First of all, one must accept that it is a failure and understand why. Here, it is crucial that this lesson also gets to the people who participated in the innovation. How? By providing them with constructive feedback.

Secondly, we must adopt a fail-fast approach. Embracing failure is achieved by implementing a fail-fast innovation process and more importantly, by making this transparent to your Collaborative Innovation community. By implementing early reviews and allowing feedback in the early stages – for example right after the idea has been submitted – you increase the success rate of your idea. When an idea isn’t that great, you’ll know early on and you prevent waste of resources. I hear you thinking “But, what if an idea is killed before it can explore its true potential?”. True, that could be a risk.
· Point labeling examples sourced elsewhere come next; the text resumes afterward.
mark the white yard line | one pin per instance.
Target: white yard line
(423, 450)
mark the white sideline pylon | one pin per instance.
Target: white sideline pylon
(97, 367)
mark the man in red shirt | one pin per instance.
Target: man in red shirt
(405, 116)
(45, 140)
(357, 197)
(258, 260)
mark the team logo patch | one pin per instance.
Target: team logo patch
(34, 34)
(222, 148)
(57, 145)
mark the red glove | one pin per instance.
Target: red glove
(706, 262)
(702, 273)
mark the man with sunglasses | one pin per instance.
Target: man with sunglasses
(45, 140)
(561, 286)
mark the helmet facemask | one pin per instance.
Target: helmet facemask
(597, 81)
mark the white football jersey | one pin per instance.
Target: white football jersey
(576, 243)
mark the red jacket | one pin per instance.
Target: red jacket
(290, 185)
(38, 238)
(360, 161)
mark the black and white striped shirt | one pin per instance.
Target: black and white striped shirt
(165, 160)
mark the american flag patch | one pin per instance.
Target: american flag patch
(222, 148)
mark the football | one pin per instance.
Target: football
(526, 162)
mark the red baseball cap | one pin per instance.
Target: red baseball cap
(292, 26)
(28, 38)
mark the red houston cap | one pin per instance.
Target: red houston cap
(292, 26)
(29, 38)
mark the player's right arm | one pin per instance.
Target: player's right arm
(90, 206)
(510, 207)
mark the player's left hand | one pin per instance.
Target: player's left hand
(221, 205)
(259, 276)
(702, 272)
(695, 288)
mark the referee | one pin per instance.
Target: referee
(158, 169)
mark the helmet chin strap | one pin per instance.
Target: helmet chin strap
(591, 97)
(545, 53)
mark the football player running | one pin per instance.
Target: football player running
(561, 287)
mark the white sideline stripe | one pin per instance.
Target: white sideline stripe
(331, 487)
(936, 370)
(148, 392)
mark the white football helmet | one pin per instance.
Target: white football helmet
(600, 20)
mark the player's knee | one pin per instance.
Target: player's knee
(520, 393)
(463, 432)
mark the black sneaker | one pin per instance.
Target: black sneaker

But if an idea is really good, it will survive, trust me 😊

Finally, I want to stretch once more the importance of honest feedback. Your process might be fantastic and allowing for failure, but your Collaborative Innovation initiative stands or falls with how you deliver feedback. If you are afraid to tell no – and you might end up not doing it – you shouldn’t be asking for ideas at all. In the end it is better to kill a 1000 ideas, than to not have any at all because you are afraid of disappointing people.

Fear of Failure

We often get the question if anonymous idea submission is possible. This triggers an immediate concern about the company culture, one where people don’t dare to submit their ideas because they think failing is not allowed and they’ll be judged for that.

We do not recommend to operate in the dark and to hide ideas for others because you will miss out on one of the most important things to turn a simple idea into a successful project: feedback. One popular approach we maintain is to keep ideas or user information hidden until a first success has been booked. Another commonly used approach is to assign an idea caretaker – and making this clear upfront – so that your employees feel supported even before their idea is shared.

Whatever you do, don’t let fear of failure hold you back to go on a Collaborative Innovation mission.

Conclusion

In brief, the License to Innovate is not a license, but a set of crucial elements that your organization should have in place and that are accessible by your innovators. First, it is about having a strong, multi-disciplined innovation team and allowing them to do their thing, transcending company politics. Secondly, it is about giving ideas their best chance and implementing manners to do so when you are tight on resources (hellooo, your competitors are too, but that’s not holding them back, is it?). And finally, it’s about a transparent innovation process that embraces failure in the early stages. If you are using a Collaborative Innovation platform, it is recommended that your company’s License to Innovate is transparent and understandable. Only then will you be able to leverage its power.